Proper artists don't admit to being crazy, they just are. They probably don't even realise it. That's what makes them geniuses. This point is made perfectly by the words of the great Salvador Dali:
"The Only difference between me and a madman is that I'm not mad."
Genius.

2 comments:
Schopenhauer, in his work 'The World as Will and Idea', said that when one is confronted by art even the 'Will to Life' is temporarily suspended. Would such a suspension occur if I were to stare into this exhibit? I doubt it.

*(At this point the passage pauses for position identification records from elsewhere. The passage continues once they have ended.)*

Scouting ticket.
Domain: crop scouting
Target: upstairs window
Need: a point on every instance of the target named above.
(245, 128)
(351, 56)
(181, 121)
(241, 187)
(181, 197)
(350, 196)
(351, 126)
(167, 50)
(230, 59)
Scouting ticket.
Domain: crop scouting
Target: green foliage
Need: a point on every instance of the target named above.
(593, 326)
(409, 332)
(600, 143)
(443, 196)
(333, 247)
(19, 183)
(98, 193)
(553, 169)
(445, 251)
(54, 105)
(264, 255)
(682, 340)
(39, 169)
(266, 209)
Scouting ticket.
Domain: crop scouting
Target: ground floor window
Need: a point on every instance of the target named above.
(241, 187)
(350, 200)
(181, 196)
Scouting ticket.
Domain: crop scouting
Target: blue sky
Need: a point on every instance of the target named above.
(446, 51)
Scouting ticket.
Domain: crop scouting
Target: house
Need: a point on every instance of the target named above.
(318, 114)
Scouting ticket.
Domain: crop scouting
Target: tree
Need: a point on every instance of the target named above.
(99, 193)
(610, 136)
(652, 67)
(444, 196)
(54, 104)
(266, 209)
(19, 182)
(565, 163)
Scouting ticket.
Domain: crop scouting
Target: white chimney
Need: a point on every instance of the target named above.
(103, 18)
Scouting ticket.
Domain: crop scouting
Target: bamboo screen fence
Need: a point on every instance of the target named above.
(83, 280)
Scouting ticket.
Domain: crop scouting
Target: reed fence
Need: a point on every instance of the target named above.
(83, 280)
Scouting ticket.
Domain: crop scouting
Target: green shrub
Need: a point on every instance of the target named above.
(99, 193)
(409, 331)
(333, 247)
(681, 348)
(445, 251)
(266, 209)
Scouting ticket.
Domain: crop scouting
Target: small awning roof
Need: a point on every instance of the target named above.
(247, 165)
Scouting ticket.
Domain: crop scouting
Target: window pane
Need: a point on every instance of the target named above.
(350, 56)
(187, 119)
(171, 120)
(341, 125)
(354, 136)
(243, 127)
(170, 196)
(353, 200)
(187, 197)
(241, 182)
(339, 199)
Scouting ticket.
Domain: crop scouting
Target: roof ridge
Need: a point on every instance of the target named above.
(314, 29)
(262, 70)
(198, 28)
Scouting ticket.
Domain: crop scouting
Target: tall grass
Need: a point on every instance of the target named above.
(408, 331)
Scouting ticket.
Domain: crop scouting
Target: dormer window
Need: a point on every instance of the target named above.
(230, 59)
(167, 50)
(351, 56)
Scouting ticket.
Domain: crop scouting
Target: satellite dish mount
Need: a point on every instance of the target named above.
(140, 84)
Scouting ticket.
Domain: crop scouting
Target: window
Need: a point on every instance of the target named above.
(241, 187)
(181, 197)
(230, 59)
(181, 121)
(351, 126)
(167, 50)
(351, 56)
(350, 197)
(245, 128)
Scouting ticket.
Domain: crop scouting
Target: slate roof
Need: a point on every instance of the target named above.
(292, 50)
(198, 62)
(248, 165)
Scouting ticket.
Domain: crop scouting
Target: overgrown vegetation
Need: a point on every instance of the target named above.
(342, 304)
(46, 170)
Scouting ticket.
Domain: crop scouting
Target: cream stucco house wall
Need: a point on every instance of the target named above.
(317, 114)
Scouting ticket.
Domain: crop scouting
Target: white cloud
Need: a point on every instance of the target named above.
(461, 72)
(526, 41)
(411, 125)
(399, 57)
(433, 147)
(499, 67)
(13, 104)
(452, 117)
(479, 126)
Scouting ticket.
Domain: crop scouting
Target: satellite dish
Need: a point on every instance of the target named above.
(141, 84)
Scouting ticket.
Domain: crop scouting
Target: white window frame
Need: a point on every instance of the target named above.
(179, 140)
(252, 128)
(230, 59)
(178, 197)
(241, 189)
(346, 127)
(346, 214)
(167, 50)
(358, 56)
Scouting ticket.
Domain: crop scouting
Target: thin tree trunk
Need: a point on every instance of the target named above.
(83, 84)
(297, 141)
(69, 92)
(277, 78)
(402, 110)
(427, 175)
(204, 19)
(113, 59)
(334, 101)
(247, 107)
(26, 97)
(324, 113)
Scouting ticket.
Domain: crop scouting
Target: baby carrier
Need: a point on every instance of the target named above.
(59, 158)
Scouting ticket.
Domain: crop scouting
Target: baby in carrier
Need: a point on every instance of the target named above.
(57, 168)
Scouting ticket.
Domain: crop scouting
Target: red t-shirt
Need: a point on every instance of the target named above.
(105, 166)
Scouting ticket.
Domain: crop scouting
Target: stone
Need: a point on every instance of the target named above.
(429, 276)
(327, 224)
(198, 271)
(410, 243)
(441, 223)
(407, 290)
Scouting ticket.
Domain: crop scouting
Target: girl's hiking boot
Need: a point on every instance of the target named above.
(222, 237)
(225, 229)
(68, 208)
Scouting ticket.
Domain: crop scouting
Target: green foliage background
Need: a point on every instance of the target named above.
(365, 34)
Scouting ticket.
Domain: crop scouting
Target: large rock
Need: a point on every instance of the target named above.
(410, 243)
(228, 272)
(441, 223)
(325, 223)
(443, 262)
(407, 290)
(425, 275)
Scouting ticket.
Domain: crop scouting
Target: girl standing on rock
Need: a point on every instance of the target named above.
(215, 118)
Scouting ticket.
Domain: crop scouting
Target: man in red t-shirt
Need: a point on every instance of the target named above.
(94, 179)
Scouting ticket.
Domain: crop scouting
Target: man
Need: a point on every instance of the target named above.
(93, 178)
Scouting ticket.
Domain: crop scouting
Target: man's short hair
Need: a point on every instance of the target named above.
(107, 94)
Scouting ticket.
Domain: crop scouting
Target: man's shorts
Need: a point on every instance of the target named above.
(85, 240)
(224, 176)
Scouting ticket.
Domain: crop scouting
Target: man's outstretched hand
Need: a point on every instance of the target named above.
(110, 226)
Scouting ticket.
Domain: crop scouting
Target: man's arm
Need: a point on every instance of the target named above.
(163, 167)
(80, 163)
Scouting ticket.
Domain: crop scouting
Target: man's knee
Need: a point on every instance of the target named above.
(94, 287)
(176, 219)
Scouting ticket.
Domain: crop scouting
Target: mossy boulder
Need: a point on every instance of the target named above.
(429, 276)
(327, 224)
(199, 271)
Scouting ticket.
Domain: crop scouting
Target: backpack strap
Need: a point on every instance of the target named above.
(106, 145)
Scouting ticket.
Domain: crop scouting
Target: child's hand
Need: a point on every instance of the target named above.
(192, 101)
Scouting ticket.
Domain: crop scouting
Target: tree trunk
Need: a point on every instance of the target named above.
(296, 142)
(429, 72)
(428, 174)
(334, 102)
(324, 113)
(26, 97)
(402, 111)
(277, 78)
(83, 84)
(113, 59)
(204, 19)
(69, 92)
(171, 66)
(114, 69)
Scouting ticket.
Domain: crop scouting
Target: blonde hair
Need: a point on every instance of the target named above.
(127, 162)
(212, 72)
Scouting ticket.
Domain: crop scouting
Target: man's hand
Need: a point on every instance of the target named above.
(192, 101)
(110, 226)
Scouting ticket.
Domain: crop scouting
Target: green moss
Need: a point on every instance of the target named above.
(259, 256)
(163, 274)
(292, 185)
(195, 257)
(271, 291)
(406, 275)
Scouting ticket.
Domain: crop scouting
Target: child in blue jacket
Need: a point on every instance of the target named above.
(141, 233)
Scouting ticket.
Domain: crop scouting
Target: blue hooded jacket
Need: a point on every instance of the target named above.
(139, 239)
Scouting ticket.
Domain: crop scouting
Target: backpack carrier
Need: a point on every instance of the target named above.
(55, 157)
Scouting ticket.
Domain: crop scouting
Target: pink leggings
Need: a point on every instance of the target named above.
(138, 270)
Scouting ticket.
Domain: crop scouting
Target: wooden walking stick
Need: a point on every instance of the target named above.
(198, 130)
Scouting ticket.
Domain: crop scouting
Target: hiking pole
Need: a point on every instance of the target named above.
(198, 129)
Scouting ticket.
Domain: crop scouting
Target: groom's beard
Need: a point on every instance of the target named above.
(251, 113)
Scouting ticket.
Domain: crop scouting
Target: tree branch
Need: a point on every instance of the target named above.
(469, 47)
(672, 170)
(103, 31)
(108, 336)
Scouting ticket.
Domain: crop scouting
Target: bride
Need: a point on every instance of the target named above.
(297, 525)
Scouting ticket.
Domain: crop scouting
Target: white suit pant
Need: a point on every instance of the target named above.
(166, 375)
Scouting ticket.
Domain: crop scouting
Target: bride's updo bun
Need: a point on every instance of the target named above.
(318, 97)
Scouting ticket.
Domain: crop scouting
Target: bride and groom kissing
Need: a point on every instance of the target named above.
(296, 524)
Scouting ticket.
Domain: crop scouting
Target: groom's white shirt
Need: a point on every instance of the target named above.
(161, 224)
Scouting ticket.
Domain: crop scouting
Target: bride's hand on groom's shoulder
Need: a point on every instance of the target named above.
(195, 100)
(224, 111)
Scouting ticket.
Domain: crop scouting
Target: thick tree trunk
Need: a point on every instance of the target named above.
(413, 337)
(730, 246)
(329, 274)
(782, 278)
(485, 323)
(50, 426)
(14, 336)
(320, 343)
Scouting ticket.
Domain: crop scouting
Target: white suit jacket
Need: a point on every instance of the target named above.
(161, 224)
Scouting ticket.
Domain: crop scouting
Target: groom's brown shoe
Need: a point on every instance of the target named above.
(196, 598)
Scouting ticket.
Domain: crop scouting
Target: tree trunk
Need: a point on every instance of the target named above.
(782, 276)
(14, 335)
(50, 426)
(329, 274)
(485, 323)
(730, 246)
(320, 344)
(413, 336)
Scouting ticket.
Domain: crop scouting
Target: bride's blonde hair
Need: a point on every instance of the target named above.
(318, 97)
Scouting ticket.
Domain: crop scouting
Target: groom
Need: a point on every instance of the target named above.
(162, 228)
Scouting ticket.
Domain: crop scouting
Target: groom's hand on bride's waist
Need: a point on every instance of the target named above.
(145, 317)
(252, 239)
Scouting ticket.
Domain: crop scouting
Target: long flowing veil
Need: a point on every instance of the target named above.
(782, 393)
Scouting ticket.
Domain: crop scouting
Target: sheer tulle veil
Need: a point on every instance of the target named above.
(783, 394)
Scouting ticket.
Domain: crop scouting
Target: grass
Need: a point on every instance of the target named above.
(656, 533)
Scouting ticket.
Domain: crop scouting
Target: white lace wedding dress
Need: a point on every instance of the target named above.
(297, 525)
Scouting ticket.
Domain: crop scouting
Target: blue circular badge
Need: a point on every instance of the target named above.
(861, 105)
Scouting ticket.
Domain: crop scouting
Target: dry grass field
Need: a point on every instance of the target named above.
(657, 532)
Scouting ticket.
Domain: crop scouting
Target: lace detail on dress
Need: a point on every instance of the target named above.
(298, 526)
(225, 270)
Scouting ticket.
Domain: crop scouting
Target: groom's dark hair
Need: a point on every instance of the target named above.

I struggle with anything calling itself art that needs to explain itself. There are many instances outside of a gallery or exhibition hall when indeed the Will to Life is temporarily suspended (in a most positive sense - not in some nihilistic melancholy). Unfortunately artificially created cracks in the floor or sharks sawn only serve to remind me how rare real art is.
Kirklees Council are to exhibit the roads around here as a work of art.